GS: One of the things that Mohnish did is he set the tone of the lunch in the right direction. We were there to say thank you. What can you guys give the people that you want to get close to? The first natural response is, ‘Nothing.’ But we can. First of all, thanking people. Every human being wants to feel thanked. We were there to say thank you and we were there to appreciate him, not just some idiot on the street, but as people who had studied him really closely.
I sent my most recent annual letter to Debbie Bosanek. Here’s what I said to Debbie. I said, ‘Debbie, there’s no wisdom in here Warren’s going to glean, nothing about the world that he doesn’t already know, but I think he might enjoy seeing what a powerful impact he has had on me. This thing has got ‘See what Warren Buffett inspired me to do’ written all over it and he might enjoy it on that level’.
I think the mentors that you and I want, we can’t necessarily spend every day with because they don’t have time and you may not know them and they may not even be alive. So studying them really closely to get a good sense of the answers they would give to the questions we have is totally the right track and a very, very smart thing to do, especially with people who are not alive. What would Shackleton say? What would Ben Graham say? What would Franklin say? You can go to Seneca. You can go to Marcus Aurelius. They’re all available the minute you drop the idea that they have to be in the room with you to mentor to you.
Before our meeting with Buffett, we sent our bios over. I sent this bio, ‘I grew up in South Africa and Israel, lived in London, and moved to the United States.’ My wife Lory, the only thing her bio says pretty much is ‘born in Salisbury, North Carolina.’ Warren had no interest in the fact that I’d lived in Iran, Israel, whatever, but he liked the fact that Lory grew up some place. That’s his mind-set. He’s not just an American guy; he’s a guy from the American mid-west and he knows what he likes and he likes what he likes and he’s not interested in experimenting very much with other stuff.

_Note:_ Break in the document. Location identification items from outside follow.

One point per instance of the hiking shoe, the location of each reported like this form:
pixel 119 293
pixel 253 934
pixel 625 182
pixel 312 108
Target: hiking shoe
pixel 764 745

The starfish and the spider that I talked about was really an awakener for me. It was not just what he said, but the way he said it because he knew exactly where I was coming from. In a certain way he was teaching me a really important lesson. ‘Don’t try to build the best business you can build. Build the business that suits you the best. Build your life in a way that suits you.’

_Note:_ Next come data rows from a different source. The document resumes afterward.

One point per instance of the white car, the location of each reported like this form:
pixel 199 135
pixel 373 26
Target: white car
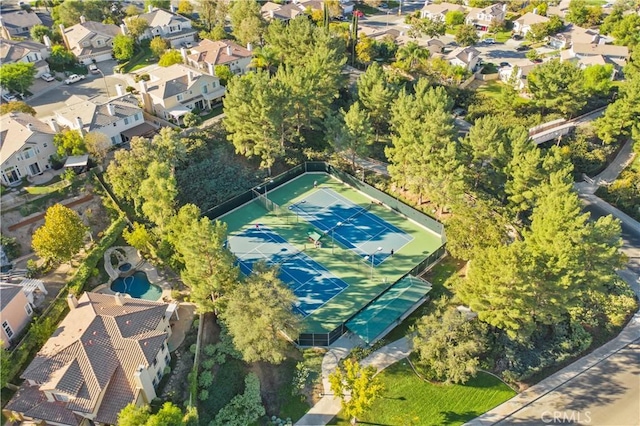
pixel 74 78
pixel 47 77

Realize you only have one life to live on the planet. ‘Yeah, Berkshire Hathaway is this wonderful big company, but it suits me.’ That’s the most important thing about Berkshire to Warren. So in a certain way I came away with a renewed appreciation of how unusual Warren is. Given the choice between building a bigger Berkshire and building a Berkshire more suited to him, or building a Berkshire with higher returns, he takes the Berkshire more suited to him. He said, ‘We’re not going to make any decision that would get us more money if it means we lose one night of sleep.’ That’s effectively saying, ‘I want this to suit me. I don’t want to be the best, biggest, fastest.’

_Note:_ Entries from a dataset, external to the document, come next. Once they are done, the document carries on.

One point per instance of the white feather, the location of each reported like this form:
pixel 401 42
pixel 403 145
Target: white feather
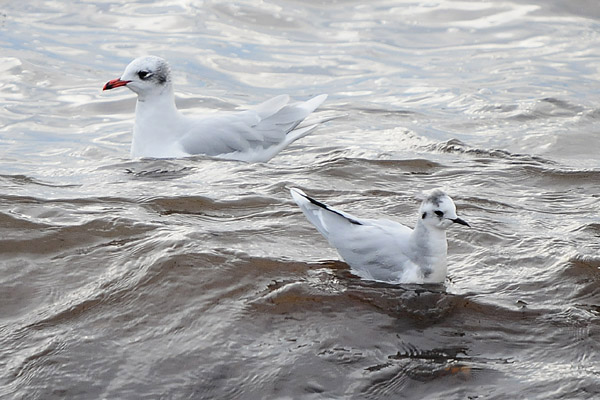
pixel 254 135
pixel 385 250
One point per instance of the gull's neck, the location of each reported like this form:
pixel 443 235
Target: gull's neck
pixel 429 247
pixel 156 123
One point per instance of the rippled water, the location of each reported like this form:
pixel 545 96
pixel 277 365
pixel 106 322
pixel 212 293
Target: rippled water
pixel 197 278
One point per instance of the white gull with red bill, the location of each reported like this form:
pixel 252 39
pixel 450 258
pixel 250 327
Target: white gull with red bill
pixel 162 131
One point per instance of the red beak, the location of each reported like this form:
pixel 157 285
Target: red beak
pixel 114 83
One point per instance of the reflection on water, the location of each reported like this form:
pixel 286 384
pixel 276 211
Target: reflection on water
pixel 198 278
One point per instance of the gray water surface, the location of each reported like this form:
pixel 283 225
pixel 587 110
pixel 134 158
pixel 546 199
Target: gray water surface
pixel 200 279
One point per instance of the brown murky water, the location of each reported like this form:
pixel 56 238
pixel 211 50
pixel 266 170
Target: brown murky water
pixel 200 279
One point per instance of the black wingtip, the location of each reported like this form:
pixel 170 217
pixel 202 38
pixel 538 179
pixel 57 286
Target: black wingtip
pixel 326 207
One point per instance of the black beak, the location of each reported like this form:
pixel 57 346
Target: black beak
pixel 460 221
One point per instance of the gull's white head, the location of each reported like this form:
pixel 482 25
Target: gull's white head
pixel 146 76
pixel 438 211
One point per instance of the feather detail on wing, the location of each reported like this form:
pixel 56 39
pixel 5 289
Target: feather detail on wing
pixel 373 248
pixel 252 135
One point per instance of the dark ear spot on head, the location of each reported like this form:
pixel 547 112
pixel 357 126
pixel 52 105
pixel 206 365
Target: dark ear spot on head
pixel 161 78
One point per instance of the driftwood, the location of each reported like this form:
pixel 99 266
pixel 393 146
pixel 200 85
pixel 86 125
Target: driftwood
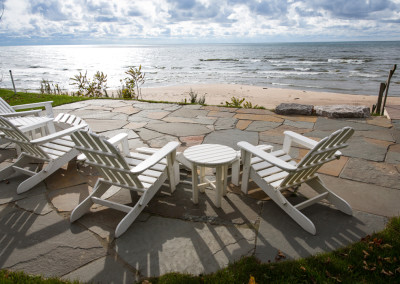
pixel 391 72
pixel 379 108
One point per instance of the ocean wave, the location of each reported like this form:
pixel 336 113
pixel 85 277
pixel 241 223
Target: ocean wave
pixel 346 60
pixel 220 59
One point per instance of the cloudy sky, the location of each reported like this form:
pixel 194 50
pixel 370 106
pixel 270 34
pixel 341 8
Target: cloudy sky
pixel 196 21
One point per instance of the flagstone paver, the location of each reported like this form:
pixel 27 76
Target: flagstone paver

That’s just a profound insight and I can tell you it’s scary for me to stand up in front of my investors and say, ‘I’m not trying to have the highest possible returns. I’m trying to run this in a way that fundamentally really suits who I am.’ Half your investors leave the room.
I’ll just give you one final thing. We talked about the limits to the size of Berkshire. For some reason we haven’t had a company that’s broken through a trillion dollars in market cap and somehow that seems to be the limit to size. The fierce pride with which Warren asserted that Berkshire wasn’t subject to that was fascinating.